The 40 to 90 word range
- The IRN target range is 40 to 90 words, which is tighter than the standard TCF Task 1.
- A message of 40 words is about four short sentences. That is barely enough to cover three points.
- Aim for 60 to 75 words: enough to be complete, not so long that you introduce errors.
Opening and closing the message
An IRN Task 1 message almost always describes a relationship between two people who know each other.
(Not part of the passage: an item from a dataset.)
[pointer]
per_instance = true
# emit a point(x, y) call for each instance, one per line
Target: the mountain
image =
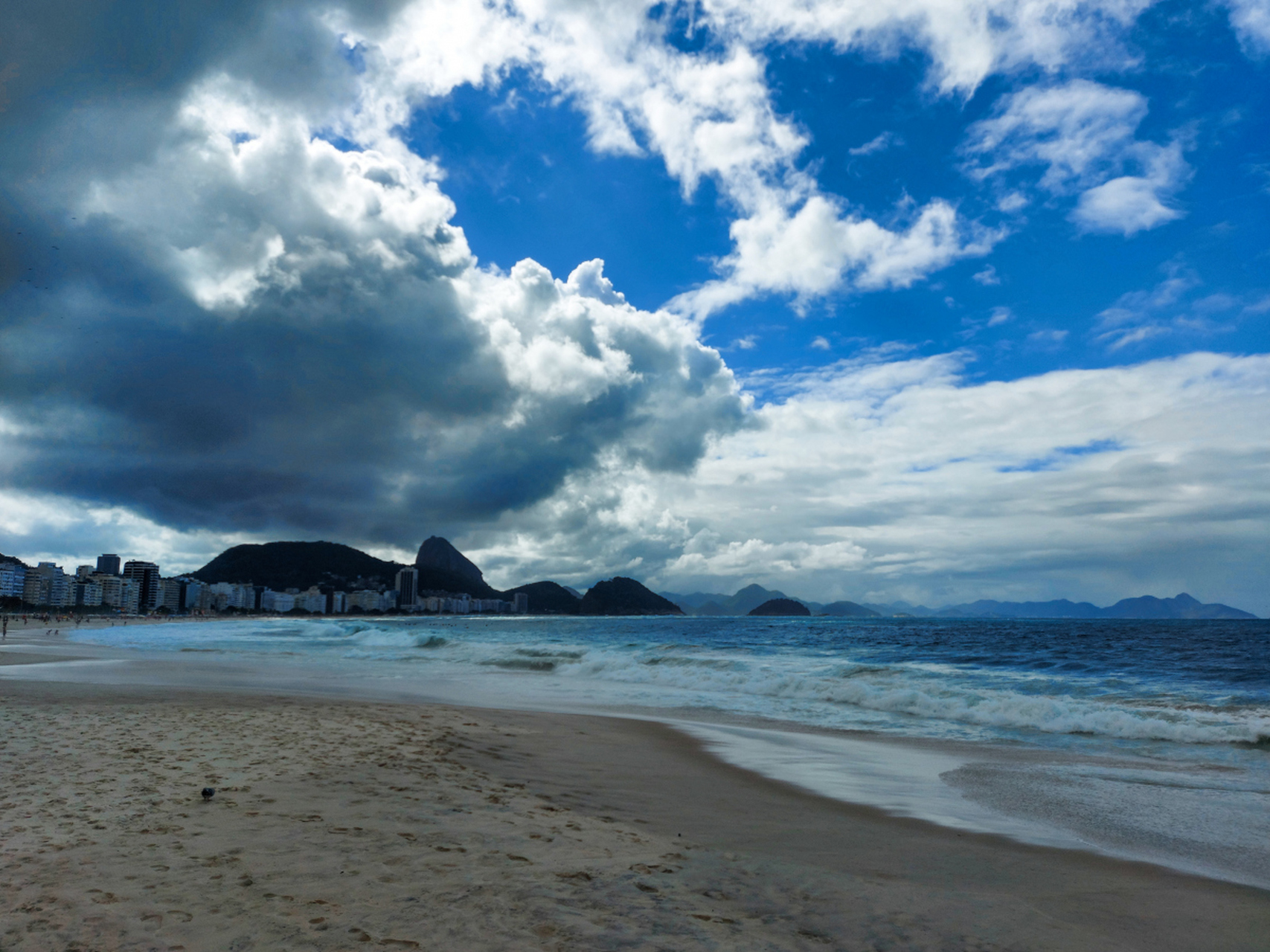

Use an appropriate informal or semi-formal opening and a natural closing.
- Informal opening: Salut [Prénom], Coucou [Prénom], Bonjour [Prénom]
- Informal closing: À bientôt, Bisous, Amicalement, Bonne journée
- Semi-formal (for a colleague or acquaintance): Bonjour [Prénom], then Cordialement or Bonne journée
Salut Fatima, Merci beaucoup pour ce livre, c'est vraiment gentil de ta part! De mon côté, tout va bien. Je viens de changer de travail et je suis très content(e) de mon nouveau poste. Il faudrait vraiment qu'on se retrouve pour prendre un café et rattraper le temps perdu. Qu'est-ce que tu penses du weekend prochain? À bientôt, Nadia
All three required points covered: thanks for the gift (book), news about life (new job), suggestion to meet (next weekend). About 72 words. Natural, friendly tone throughout.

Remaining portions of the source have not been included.